Scandalo. I giovani non conoscono il made in Italy e dicono “fuck you”

Essendo anch’io segno zodiacale “Uomo del fare”, come Briatore Flavio, non posso che essere d’accordo con il grande cuneese che il mondo della pizza ci invidia: questo ossessivo parlare di fascismo è una perdita di tempo che sottrae energie a cose più serie, tipo il menu estivo del Twiga. E deploro anch’io – come Flavio ha detto in una bella intervista a questo giornale – che suo figlio Nathan Falco non sappia nemmeno chi è Patty Pravo e quindi cosa cazzo volete che gliene freghi di via Rasella, delle Fosse Ardeatine e di tutto il resto. Questo ci porta dritti dritti all’idea di Giorgia Meloni: serve, anzi è urgentissimo, fare un “liceo del Made in Italy”, dove si insegni per prima cosa – già nel biennio – chi è Patty Pravo, e poi, semmai, anche a riparare le caldaie italiane, che non esplodano, così che non abbiano a ripetersi tragedie come Piazza Fontana o la stazione di Bologna.
Da quel che si capisce, il liceo del Made in Italy dovrebbe insegnare ai nostri ragazzi cosa è italiano e cosa no, difenderci dalle contraffazioni cinesi, assaggiare vini, stagionare il Parmigiano, servire a tavola e sorridere al momento della mancia, unico welfare rimasto.
Il dibattito è ricco e stimolante, e quindi non poteva mancare l’illuminata analisi di Daniela Santanché (donna del fare, e del fare insieme a Flavio): “In questi anni abbiamo avuto una sinistra che ha invogliato i giovani a fare il liceo”; licei peraltro moltiplicati da lady Moratti quand’era ministro dell’Istruzione di Berlusconi, e poi realizzati da Mariastella Gelmini quand’era ministro dell’Istruzione di Berlusconi. Una li ha pensati (i licei), una li ha istituiti, e poi la sinistra (intendono il Pd, roba da matti, ndr) ha invogliato la gente ad andarci. Gira la testa, eh? E questo è niente. Tenetevi forte.

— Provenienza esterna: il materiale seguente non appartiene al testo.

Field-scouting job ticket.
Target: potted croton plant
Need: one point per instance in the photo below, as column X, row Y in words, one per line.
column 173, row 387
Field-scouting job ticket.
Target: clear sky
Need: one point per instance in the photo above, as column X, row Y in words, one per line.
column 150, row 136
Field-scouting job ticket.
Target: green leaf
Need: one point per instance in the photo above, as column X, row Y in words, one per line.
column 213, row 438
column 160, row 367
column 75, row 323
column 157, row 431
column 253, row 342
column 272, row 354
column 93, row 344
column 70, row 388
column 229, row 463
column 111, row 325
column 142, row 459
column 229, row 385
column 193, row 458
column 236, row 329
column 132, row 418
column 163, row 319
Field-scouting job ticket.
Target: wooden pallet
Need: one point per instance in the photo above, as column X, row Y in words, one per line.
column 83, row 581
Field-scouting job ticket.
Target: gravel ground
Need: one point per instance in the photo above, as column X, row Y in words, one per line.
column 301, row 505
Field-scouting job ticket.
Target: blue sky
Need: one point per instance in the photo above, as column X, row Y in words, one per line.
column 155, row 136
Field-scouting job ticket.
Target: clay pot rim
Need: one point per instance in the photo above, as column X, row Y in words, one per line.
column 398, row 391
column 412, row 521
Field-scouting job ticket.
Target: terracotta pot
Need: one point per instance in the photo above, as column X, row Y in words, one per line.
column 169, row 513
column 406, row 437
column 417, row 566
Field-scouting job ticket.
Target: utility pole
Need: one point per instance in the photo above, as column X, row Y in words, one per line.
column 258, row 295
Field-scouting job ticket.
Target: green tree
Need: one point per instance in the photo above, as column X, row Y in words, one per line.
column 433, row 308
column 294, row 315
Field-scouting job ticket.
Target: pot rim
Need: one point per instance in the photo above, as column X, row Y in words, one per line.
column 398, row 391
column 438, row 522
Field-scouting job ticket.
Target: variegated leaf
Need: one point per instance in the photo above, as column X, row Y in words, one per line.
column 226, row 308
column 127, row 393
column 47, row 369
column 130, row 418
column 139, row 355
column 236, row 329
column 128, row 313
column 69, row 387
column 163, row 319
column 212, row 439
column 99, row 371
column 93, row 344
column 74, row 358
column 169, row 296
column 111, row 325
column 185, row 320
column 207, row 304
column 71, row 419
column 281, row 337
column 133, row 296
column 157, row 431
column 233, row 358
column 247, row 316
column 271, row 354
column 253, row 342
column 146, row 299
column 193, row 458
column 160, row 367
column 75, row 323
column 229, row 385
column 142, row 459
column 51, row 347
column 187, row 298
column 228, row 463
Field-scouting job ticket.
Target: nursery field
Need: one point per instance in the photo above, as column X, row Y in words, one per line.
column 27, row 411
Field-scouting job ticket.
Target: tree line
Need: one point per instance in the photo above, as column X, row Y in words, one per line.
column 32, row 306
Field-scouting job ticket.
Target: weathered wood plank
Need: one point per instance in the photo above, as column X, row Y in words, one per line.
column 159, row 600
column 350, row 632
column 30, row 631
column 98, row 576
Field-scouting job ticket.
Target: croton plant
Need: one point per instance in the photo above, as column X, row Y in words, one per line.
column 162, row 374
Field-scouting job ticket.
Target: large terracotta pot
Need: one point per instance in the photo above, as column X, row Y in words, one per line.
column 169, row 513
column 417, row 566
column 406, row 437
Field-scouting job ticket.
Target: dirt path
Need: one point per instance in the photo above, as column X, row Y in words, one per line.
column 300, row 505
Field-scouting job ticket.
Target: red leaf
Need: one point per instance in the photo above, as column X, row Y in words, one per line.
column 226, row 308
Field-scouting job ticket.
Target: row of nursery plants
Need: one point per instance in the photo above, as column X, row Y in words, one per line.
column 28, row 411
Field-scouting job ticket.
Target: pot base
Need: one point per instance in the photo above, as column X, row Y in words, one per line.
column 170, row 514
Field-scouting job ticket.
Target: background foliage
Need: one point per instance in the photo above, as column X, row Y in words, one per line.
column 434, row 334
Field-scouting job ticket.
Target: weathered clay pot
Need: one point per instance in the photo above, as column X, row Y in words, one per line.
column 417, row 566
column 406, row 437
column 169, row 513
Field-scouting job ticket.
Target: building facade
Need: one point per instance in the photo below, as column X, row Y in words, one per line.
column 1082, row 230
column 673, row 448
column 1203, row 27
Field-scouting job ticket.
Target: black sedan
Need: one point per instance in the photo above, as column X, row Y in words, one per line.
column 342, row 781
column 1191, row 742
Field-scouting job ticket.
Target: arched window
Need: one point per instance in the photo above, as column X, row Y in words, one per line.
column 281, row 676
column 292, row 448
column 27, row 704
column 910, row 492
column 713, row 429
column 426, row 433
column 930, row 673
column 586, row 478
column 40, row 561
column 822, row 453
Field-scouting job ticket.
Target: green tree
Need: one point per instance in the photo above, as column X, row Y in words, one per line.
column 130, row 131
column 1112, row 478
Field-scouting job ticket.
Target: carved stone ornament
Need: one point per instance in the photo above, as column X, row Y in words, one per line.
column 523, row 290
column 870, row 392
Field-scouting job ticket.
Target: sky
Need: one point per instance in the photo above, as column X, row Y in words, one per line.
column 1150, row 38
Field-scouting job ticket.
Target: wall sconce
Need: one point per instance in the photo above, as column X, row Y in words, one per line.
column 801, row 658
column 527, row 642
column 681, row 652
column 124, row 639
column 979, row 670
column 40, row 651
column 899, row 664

Come sempre quando la questione si fa dura, più dura del comprendonio di Giorgia e Daniela, arrivano i maestri di sostegno ad aggiungere complessità. Uno è l’ideuzzologo autarchico Fabio Rampelli, con la sua nuovissima trovata – mai sentita, davvero inedita, che sorpresa! – di dare multe qua e là a chi usa parole straniere (tipo “made in Italy”, per dire, con cui hanno battezzato un ministero e vogliono creare un liceo). L’altro è il cognato dell’agricoltura, ministro di Giorgia Meloni, che sogna di mandare a zappare i giovani che prendevano il reddito di cittadinanza, e ora non lo prendono più. Insomma, l’agricoltura italiana ha bisogno di braccia, le braccia stanno attaccate a corpi posteggiati sui divani, bisogna che si alzino e vadano a raccogliere le arance, mentre gli studenti del liceo Made in Italy controllano che i divani siano veramente italiani e non, che so, costruiti in Belgio o in Albania.
Il segreto obiettivo di tutta questa frenesia riformista che la destra italiana lancia sul mercato delle scempiaggini – mercato in grande espansione – sarebbe quello di recuperare un’egemonia culturale, rispolverando tradizioni e italianità là dove ancora si possono trovare. Spezzare le reni alla farina di grilli e inchiodare sul bagnasciuga due bistecche sintetiche, magari con otto milioni di cotolette, riporterebbe in alto i cuori. Anche affollare le bidonvilles della piana di Rosarno con raccoglitori ex-fancazzisti non sarebbe male. Per non dire del ritrovato rispetto della nostra amata lingua, oggi così lordata dal “forestierismo” (sic), per cui molti giovani – sbagliando – preferiscono rifugiarsi in un “fuck you”, aglofono e globalista, invece dell’italianissimo, volitivo e maschio “vaffanculo”.